In a deeply divided country like South Africa, there is one thing that everyone, regardless of gender, race, ideological convictions and class, can agree on: Corruption is killing our country.
We can argue until we’re blue in the face about tax structures, government spending and policy, but if our taxes are going straight into the pockets of politicians and rent-seekers, we will never accomplish anything meaningful in this country. And, finally, after a quarter century of rampant corruption, all of South Africa is acutely aware of how deeply corrupt the ANC is. And, no matter what President Ramaphosa may promise, the reputation of the ANC speaks for itself. And its track record with corruption has never been more out in the open.
Now, the ANC is far from the only political party in the world to be overwhelmed by corruption, but even though President Ramaphosa says that corruption “has roots in apartheid”, I doubt it will be a successful political strategy to draw a moral equivalence between the ANC and the NP led apartheid government.
Countless instances of corrupt practices within the ANC. From appointing former eThekwini mayor, Zandile Gumede – who is out on bail and was dismissed due to her alleged involvement in improperly awarding a multi-million rand tender – to the KZN provincial legislature, to the Treasury’s commitment to practicing strict oversight of municipal finances, have made headlines left, right, and centre in South African media outlets over the past few weeks.

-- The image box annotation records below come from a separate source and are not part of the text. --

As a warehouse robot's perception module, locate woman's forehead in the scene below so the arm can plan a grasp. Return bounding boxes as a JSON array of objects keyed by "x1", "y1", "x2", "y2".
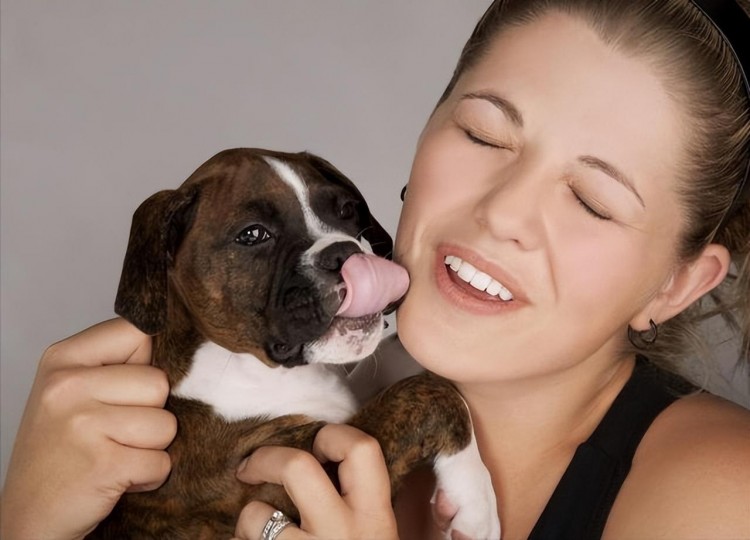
[{"x1": 447, "y1": 13, "x2": 688, "y2": 195}]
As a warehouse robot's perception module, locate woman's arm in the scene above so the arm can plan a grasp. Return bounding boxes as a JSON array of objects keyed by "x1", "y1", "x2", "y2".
[
  {"x1": 0, "y1": 319, "x2": 177, "y2": 540},
  {"x1": 603, "y1": 394, "x2": 750, "y2": 540}
]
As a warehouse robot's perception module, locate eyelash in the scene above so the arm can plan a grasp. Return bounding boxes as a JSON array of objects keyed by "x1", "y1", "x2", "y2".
[
  {"x1": 463, "y1": 129, "x2": 506, "y2": 149},
  {"x1": 463, "y1": 129, "x2": 612, "y2": 221},
  {"x1": 573, "y1": 191, "x2": 612, "y2": 221}
]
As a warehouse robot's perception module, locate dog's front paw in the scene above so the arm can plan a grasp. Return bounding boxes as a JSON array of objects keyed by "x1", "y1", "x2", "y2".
[{"x1": 433, "y1": 435, "x2": 500, "y2": 540}]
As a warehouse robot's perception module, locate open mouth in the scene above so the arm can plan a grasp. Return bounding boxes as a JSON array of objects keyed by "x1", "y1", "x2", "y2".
[{"x1": 444, "y1": 255, "x2": 513, "y2": 302}]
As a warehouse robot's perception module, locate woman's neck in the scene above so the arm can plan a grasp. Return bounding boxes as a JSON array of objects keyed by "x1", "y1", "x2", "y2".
[{"x1": 458, "y1": 350, "x2": 635, "y2": 539}]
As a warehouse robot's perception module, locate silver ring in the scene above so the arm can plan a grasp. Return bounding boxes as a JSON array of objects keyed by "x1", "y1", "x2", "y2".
[{"x1": 260, "y1": 510, "x2": 292, "y2": 540}]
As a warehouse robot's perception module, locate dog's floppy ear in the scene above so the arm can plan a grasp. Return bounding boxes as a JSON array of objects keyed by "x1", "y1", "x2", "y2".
[
  {"x1": 304, "y1": 152, "x2": 393, "y2": 259},
  {"x1": 115, "y1": 189, "x2": 198, "y2": 335}
]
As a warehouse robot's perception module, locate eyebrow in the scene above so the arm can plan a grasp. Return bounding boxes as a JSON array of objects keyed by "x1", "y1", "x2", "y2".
[
  {"x1": 578, "y1": 156, "x2": 646, "y2": 209},
  {"x1": 461, "y1": 92, "x2": 523, "y2": 127}
]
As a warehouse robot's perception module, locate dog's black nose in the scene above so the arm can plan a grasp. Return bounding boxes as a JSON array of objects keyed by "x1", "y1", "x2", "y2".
[
  {"x1": 268, "y1": 343, "x2": 304, "y2": 367},
  {"x1": 315, "y1": 242, "x2": 362, "y2": 272}
]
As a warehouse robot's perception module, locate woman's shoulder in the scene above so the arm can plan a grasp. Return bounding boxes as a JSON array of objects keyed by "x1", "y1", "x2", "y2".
[{"x1": 604, "y1": 394, "x2": 750, "y2": 538}]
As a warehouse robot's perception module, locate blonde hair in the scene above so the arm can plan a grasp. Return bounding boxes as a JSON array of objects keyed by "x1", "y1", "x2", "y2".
[{"x1": 438, "y1": 0, "x2": 750, "y2": 378}]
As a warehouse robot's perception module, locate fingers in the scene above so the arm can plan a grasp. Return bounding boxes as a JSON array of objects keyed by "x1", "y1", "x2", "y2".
[
  {"x1": 237, "y1": 425, "x2": 398, "y2": 539},
  {"x1": 42, "y1": 319, "x2": 151, "y2": 368},
  {"x1": 93, "y1": 405, "x2": 177, "y2": 450},
  {"x1": 237, "y1": 446, "x2": 347, "y2": 530},
  {"x1": 313, "y1": 424, "x2": 391, "y2": 509},
  {"x1": 232, "y1": 501, "x2": 311, "y2": 540},
  {"x1": 2, "y1": 319, "x2": 170, "y2": 538},
  {"x1": 75, "y1": 364, "x2": 169, "y2": 407}
]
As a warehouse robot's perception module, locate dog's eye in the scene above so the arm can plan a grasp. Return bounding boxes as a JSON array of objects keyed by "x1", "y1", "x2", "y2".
[
  {"x1": 339, "y1": 201, "x2": 357, "y2": 220},
  {"x1": 234, "y1": 225, "x2": 271, "y2": 246}
]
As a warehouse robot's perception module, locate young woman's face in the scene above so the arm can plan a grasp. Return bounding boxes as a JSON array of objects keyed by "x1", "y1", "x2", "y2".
[{"x1": 396, "y1": 14, "x2": 684, "y2": 382}]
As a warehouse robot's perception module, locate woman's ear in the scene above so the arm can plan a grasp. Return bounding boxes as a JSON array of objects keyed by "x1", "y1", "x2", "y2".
[{"x1": 630, "y1": 244, "x2": 732, "y2": 330}]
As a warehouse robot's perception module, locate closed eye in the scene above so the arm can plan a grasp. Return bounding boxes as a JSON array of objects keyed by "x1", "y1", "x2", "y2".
[
  {"x1": 573, "y1": 191, "x2": 612, "y2": 221},
  {"x1": 463, "y1": 129, "x2": 508, "y2": 149}
]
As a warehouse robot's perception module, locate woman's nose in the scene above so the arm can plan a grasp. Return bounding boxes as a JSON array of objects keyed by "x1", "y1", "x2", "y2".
[{"x1": 474, "y1": 162, "x2": 549, "y2": 250}]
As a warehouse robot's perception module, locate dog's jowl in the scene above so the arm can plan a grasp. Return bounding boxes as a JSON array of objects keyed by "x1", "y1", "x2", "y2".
[{"x1": 89, "y1": 149, "x2": 499, "y2": 539}]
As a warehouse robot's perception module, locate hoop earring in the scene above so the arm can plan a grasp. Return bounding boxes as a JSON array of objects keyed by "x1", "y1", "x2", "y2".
[{"x1": 628, "y1": 319, "x2": 659, "y2": 349}]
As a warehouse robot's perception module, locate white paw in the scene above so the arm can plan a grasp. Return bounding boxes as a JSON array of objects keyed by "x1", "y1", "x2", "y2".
[{"x1": 435, "y1": 434, "x2": 500, "y2": 540}]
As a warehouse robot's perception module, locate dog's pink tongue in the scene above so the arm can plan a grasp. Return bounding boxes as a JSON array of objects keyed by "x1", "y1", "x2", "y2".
[{"x1": 336, "y1": 253, "x2": 409, "y2": 317}]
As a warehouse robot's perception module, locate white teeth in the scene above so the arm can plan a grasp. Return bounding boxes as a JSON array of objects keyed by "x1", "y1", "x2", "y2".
[{"x1": 445, "y1": 255, "x2": 513, "y2": 302}]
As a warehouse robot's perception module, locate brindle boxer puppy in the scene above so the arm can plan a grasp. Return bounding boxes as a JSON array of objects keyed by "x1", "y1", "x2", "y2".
[{"x1": 89, "y1": 149, "x2": 499, "y2": 540}]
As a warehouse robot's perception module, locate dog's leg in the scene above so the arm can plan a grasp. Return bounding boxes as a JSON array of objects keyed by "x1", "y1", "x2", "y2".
[{"x1": 350, "y1": 374, "x2": 500, "y2": 540}]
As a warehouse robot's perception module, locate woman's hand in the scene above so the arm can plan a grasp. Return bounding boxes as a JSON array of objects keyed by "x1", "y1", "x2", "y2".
[
  {"x1": 0, "y1": 319, "x2": 177, "y2": 540},
  {"x1": 235, "y1": 424, "x2": 398, "y2": 540}
]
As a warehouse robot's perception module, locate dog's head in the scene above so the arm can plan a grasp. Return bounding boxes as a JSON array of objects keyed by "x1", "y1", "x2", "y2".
[{"x1": 115, "y1": 149, "x2": 393, "y2": 366}]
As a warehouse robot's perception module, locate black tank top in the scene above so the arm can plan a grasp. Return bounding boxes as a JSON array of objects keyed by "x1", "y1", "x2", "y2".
[{"x1": 529, "y1": 357, "x2": 695, "y2": 540}]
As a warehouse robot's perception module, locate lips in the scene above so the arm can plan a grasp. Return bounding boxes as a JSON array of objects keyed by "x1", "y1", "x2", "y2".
[
  {"x1": 444, "y1": 255, "x2": 513, "y2": 302},
  {"x1": 435, "y1": 246, "x2": 527, "y2": 314}
]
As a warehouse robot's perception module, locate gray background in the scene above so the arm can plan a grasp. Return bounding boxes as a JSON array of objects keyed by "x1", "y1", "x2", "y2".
[{"x1": 0, "y1": 0, "x2": 745, "y2": 486}]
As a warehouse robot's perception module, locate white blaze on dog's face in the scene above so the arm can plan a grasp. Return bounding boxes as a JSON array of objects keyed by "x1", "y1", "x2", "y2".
[
  {"x1": 153, "y1": 149, "x2": 392, "y2": 367},
  {"x1": 264, "y1": 156, "x2": 383, "y2": 364}
]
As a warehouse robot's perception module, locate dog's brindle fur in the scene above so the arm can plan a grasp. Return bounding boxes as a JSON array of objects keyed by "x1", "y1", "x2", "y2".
[{"x1": 88, "y1": 149, "x2": 471, "y2": 540}]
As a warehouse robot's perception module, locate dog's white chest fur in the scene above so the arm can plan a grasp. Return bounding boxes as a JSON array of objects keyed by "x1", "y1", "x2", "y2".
[{"x1": 172, "y1": 341, "x2": 357, "y2": 423}]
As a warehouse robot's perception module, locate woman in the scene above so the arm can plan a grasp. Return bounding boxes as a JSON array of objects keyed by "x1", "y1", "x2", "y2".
[{"x1": 2, "y1": 0, "x2": 750, "y2": 540}]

South Africans’ eyes have been pried open in the midst of the coronavirus crisis, not only because of the ANC-run government’s inability to handle the pandemic, but also due to the corrupt procurement of PPE tenders, which has profited those closest to party leaders at the expense of frontline workers. And that’s just the tip of the iceberg for COVID-19 lockdown-era corruption.
It’s not like this is a new phenomenon either. Two-and-a-half years after Jacob Zuma was forced out of office for his involvement in the State Capture scandal, we are only now beginning to learn the full truth about how our country was bought and paid for by the Gupta family for the duration of Zuma’s term in office.
Not that ANC corruption began with Zuma either. The Arms Deal involving then-Vice President Zuma and Schabir Shaik while Thabo Mbeki was in office was no minor scandal, even though it seems like a distant memory to most of us. The point I’m making is that corruption has been perhaps the most defining characteristic of post-Apartheid South Africa.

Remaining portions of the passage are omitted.